FOX’s The Finder [Thursdays, 9/8C] premieres this evening and, though cast changes have clearly resulted in a bit of unevenness, the series first episode, an Orphan Walks Into A Bar, has the kind of mix of breeziness and dark undercurrents that have its parent series, Bones, a hit.
An Orphan opens with Walter Sherman [Geoff Stults] running down John Fogarty’s favorite guitar – with a bit of assistance from Deputy U.S. Marshall Isabel Zambada [Mercedes Masohn] – as an amused Leo Knox [Michael Clarke Duncan] looks on. After Fogarty plays Favorite Son, it’s Miller Time [well, maybe not Miller…] back at Leo’s bar/restaurant, Ends of the Earth.
Cue the entrance of Walter’s newest customer – a teenage boy named Cooper [Brett Davern] – arrives at the bar after paying Willa Monday [Maddie Hasson] for a ride on her bike after his car breaks down.
Cooper wants to hire Walter to find his father, who’s gone missing – apparently crashed into a swamp – but Walter tells him to be sure, because sometimes, when you look for someone/something, you find something you’d have been better off not knowing. But Cooper is adamant and Walter takes the case.
In the backdoor pilot that ran on bones last season, there were three characters, the third played by Saffron Burroughs. The three leads had an easy chemistry and it was with some disappointment that I learned of the decision to go in a different direction.
The two female leads on the revamped show, however, look to have a lot of potential [even if one is sketched in pretty quickly in the premiere]. Willa, a sullen teenager who works at Ends of the Earth is on probation, and future episodes will explain how a minor on probation can be working in a bar [suffice it to say, she can’t serve alcohol or be at the till].
It is hinted that Willa may have a little Roma in her and there’s a sub-plot that gives her a very Roma-ish reason not to take off – which her probation officer would love because it would give an excuse to pop her back into juvie. Walter’s defense of the girl begins with a simple statement, ‘She works hard,’ and builds into something completely unexpected.
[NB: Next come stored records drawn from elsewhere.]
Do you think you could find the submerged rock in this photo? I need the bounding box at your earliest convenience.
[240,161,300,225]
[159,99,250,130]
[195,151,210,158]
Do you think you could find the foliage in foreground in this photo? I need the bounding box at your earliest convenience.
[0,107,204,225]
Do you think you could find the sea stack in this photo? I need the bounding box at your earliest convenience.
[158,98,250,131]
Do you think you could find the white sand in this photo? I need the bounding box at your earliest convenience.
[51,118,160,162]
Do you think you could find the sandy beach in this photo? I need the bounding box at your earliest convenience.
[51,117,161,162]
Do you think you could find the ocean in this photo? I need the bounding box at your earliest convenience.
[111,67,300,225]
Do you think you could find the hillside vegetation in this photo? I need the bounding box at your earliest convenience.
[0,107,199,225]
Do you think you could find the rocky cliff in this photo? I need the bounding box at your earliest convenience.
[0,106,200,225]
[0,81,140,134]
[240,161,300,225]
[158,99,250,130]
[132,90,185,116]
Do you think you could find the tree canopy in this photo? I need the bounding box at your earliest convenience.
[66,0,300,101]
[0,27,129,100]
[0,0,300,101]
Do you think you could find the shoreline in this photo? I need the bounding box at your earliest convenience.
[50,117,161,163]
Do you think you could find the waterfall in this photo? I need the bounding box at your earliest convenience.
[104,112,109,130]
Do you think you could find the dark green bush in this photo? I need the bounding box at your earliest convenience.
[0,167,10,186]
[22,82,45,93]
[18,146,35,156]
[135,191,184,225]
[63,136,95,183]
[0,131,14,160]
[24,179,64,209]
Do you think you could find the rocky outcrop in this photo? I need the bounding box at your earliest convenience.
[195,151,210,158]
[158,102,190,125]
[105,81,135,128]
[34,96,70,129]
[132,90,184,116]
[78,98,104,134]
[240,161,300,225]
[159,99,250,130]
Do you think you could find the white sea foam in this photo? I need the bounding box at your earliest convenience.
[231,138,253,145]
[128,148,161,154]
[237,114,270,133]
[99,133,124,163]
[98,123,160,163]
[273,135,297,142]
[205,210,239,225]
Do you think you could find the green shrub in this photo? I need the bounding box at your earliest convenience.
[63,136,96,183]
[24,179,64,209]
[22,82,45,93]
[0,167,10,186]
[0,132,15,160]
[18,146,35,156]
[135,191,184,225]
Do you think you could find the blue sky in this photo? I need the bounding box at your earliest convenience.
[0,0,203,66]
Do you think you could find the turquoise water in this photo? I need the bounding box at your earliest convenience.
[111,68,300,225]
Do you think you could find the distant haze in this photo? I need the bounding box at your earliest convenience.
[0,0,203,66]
Deputy Marshall Zambada, on the other hand, is mostly a plot device in the premiere. There’s chemistry between her and Walter, but one of the side effects of the brain damage that’s allegedly given Walter his unique ability to find anything is that he doesn’t really do well in the relationship department. That plays out in one of the more amusing moments in the premiere.
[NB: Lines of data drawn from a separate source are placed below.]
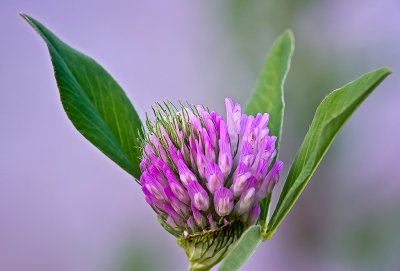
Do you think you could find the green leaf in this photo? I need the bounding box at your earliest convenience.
[244,30,294,155]
[21,14,142,179]
[266,68,391,238]
[218,225,262,271]
[244,30,294,231]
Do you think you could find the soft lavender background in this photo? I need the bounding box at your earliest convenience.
[0,0,400,271]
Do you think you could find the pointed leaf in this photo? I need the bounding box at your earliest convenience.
[218,225,262,271]
[244,30,294,154]
[244,30,294,231]
[21,14,142,181]
[267,68,390,238]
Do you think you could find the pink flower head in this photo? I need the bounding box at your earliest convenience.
[140,98,283,236]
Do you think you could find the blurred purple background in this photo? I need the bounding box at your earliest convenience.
[0,0,400,271]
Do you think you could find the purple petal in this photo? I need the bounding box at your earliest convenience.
[205,162,224,194]
[214,187,233,216]
[187,181,210,211]
[178,159,197,186]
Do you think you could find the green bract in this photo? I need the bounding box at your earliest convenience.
[22,15,390,271]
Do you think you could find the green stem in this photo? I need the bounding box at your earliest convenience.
[188,264,211,271]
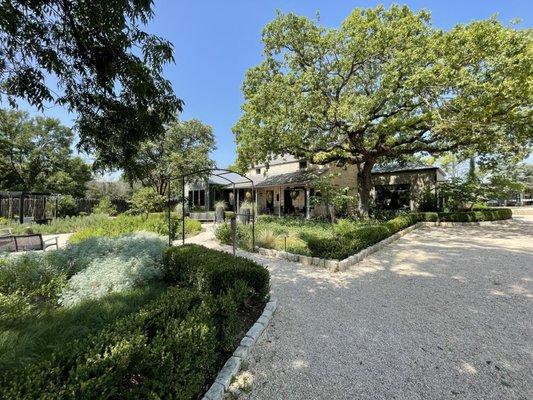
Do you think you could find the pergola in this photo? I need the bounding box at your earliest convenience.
[168,168,255,251]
Walter’s warning to Cooper, about finding out things you might not have wanted to know, plays out in an equally unexpected, though less amusing, way.
An Orphan Walks Into A Bar does, indeed, have a similar kind of pacing and breeziness/darkness to that found on Bones, but it’s much less cerebral – without losing the keen intelligence Bones fans will expect. The humor is a bit lower of brow, but Leo classes up the show with some intriguing philosophical references and a very forgiving, mellow attitude.
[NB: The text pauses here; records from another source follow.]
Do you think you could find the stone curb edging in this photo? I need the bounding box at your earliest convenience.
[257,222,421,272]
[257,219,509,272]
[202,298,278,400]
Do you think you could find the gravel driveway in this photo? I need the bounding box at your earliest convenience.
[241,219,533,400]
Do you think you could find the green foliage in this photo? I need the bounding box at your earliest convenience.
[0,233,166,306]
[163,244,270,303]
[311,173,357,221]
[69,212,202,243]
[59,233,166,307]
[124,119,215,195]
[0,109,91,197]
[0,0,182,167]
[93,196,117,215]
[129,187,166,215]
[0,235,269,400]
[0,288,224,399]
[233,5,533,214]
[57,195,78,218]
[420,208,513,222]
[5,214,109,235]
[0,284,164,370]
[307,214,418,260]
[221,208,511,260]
Walter is more than a little cynical [with an abovementioned exception] and, thanks to his brain trauma, seriously lacking in social graces – or any kind of filters, for that matter. If it occurs to him, he says it without regard to what effect it might have.
The Finder also looks great. The cinematographer’s palette is heightened a wee bit, but the scenery he has to work with is gorgeous to begin with. And Ends of the Earth is seriously cool bar.
If the episode feels a bit uneven when Willa or Isabel are onscreen, it’s because Hasson and Masohn don’t yet have the rapport that Stults and Duncan [who have worked together – even before the Bones ep that spawned the show] have. They do have good chemistry with both so I expect that, as they are developed further, things will fit together quite nicely.
If An Orphan Walks Into A Bar doesn’t quite knock it out of the park, it’s still at least an ground rule double with no one out and the clean-up hitter coming to bat.
I’m definitely looking forward to seeing the show work out its kinks and realize its potential.